After returning almost 30% in 2020, the strategy started losing money in 2021, which the hedge fund manager initially thought would end up being “the biggest dead-cat bounce in history.”
He said he still thinks fossil fuel securities will underperform the market in the long run. “But getting the timing right is very difficult.”
Jampel, who oversees about $830 million, said the only strategy he currently pursues is energy-market neutral, meaning he’s not betting on gains or declines in fossil fuels versus new energy stocks.
Over the past 12 months, an investor in Exxon Mobil Corp. has benefited from a stock price increase of close to 30%. A shareholder in Vestas Wind Systems A/S, meanwhile, has hardly seen any change in value. Orsted A/S, the world’s largest developer of offshore wind farms, is down more than 40% in the same period.
Those performances are reflected in broader indexes, with the S&P Global Oil Index up about 14% in the past year, compared with a 28% slump in the S&P Global Clean Energy Index.
Oil’s proponents are feeling emboldened. This week, producers attending the World Petroleum Congress were united in their criticism of the International Energy Agency and what they characterized as its politicization of the climate debate. That’s as the IEA issues warnings that there’s no room for developing new oil fields if the planet is to have any chance of limiting global heating to the critical threshold of 1.5C.
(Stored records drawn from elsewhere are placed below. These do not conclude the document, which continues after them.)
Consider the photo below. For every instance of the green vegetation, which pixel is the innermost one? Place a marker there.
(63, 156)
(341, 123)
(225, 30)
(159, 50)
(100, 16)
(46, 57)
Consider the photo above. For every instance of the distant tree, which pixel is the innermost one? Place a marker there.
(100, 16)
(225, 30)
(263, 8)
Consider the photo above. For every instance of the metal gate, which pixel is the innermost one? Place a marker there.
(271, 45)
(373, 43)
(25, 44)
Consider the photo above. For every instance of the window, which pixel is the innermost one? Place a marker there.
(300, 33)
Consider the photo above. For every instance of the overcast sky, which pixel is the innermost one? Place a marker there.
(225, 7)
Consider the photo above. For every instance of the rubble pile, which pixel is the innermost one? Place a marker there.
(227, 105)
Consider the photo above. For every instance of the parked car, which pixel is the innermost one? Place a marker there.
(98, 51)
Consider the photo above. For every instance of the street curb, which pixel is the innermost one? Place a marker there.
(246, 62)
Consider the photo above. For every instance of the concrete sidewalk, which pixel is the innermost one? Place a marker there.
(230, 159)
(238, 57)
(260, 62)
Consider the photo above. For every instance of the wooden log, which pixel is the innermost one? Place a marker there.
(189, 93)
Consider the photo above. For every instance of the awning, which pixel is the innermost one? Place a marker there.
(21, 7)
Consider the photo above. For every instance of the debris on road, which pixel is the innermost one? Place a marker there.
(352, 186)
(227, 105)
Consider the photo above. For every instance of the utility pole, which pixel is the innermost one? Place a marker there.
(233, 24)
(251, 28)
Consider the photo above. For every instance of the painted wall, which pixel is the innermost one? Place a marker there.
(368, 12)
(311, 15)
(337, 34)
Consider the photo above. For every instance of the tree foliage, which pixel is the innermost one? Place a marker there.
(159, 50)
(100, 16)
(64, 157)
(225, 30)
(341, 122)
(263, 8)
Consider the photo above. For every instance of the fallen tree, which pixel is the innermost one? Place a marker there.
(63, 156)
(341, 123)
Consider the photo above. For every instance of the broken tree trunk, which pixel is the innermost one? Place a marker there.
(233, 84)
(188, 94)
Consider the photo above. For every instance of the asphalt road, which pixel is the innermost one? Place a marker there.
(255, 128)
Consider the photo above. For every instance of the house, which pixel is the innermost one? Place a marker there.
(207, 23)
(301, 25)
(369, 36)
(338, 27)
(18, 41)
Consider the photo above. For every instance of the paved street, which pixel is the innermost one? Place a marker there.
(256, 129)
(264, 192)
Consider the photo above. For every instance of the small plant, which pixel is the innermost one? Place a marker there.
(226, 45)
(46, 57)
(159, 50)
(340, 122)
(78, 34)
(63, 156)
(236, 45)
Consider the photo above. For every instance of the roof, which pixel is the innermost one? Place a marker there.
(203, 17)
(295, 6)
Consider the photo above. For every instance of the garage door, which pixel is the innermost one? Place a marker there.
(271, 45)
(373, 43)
Such predictions have been underscored by the spike in extreme weather events, as continued increases in greenhouse gas emissions coincide with record heat waves, droughts, flash floods and wildfires across huge swathes of the planet. United Nations Secretary-General Antonio Guterres declared in July that “the era of global boiling has arrived,” as efforts to curb reliance on fossil fuels fall well short.
The IEA says there’s a possibility that oil demand may plateau this decade as households rely increasingly on renewable energy sources. It also says that in order to achieve net zero emissions by 2050, oil demand needs to sink to about 25 million barrels a day by the middle of this century, which is one-fourth the current level.
But such forecasts have yet to be reflected in oil prices, as investors focus on short-term dynamics such as cuts by oil-producing nations that coordinate their actions through OPEC, Jampel said. Bloomberg Intelligence estimated this month that the delivery of output cuts by OPEC+, which is a wider collection of petro-states that includes Russia, may help push the price of Brent crude to $100 a barrel.
“The energy transition is only going to make energy prices more unstable,” Jampel said. The outlook for oil consumption will become “less clear,” which will “lead to greater volatility and greater mispricing opportunities,” he said.
Jampel expects that subsidies being injected into the green economy via the Biden administration’s Inflation Reduction Act will make it increasingly hard to maintain long bets on fossil fuels. The IRA “has accelerated the trend away from fossil fuels and towards new energy,” he said.
Still, HITE won’t bet that oil stocks will “underperform or overperform clean energy because that is too risky and too difficult to make in the short run.”
“However, we do believe that the energy transition is real and accelerating,” Jampel said. “Over time, the better opportunities are going to be in new energy than in fossil energy. Although predicting that, in the short or even medium run, is extremely difficult.”